É preciso ainda lembrar que nesses anos iniciais a Administração Municipal esteve fortemente envolvida com a intervenção nas empresas privadas de transporte coletivo, uma prioridade afirmada durante a campanha eleitoral de 1988, como forma de garantir o interesse público, a qualidade do serviço e a retomada do controle na política de mobilidade. Todavia, nas reuniões do OP, o transporte coletivo não foi apontado como prioridade, e sim os temas de infraestrutura urbana, como saneamento básico, habitação e pavimentação. Essas três áreas foram as mais priorizadas na história do OP, indicando a carência de infraestrutura básica de parcelas dos territórios da cidade. Posteriormente, foram acrescidos os temas das políticas sociais, com saúde, educação e assistência social.
Quais foram as inspirações para o OP, tanto de práticas anteriores quanto de diretrizes políticas?
A verdade é que o ideário participativo da Frente Popular (PT-PCB) se mostrou inadequado diante da realidade de administrar uma cidade capitalista de mais de um milhão de habitantes e com vasto déficit de bem-estar urbano, acumulado durante a urbanização excludente que ocorreu a partir dos anos 1950 no país. Os dois partidos ainda pensavam nos termos da estratégia leninista do duplo poder, que assentada na realidade de uma revolução explosiva, presumia construir um poder popular paralelo ao Estado existente. Era o imaginário dos “soviets”, da revolução Russa ou o da Comuna de Paris, que entretanto não podiam ser transpostos mecanicamente para nossa realidade.

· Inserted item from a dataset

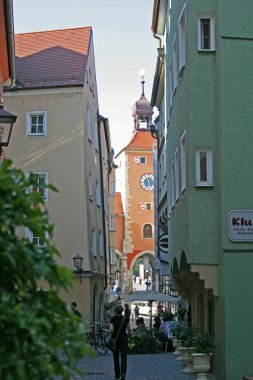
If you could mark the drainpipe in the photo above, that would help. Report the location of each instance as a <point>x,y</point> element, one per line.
<point>10,40</point>
<point>101,120</point>
<point>154,21</point>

O banho de realidade foi grande, mas suficiente para obrigar tanto o governo como os atores sociais das regiões a mudar a estratégia do duplo poder para o objetivo da democratização do Estado, por meio da participação popular nas decisões da aplicação dos recursos públicos, que é a espinha dorsal de qualquer Estado. Isso significou, na prática, uma estratégia de disputa de hegemonia na cidade, mais próxima das leituras ocidentais oferecidas pela teoria gramsciana. Ou seja, as experiências anteriores de esquerda que eram conhecidas e pensadas serviram muito pouco para orientar a prática de governo. Entretanto, prevaleceu a convicção quanto ao firme propósito em abrir o Estado para as classes populares e construir uma forma de democracia participativa capaz de colocar os setores populares como sujeitos de direitos no processo decisório de ocupação e uso da cidade.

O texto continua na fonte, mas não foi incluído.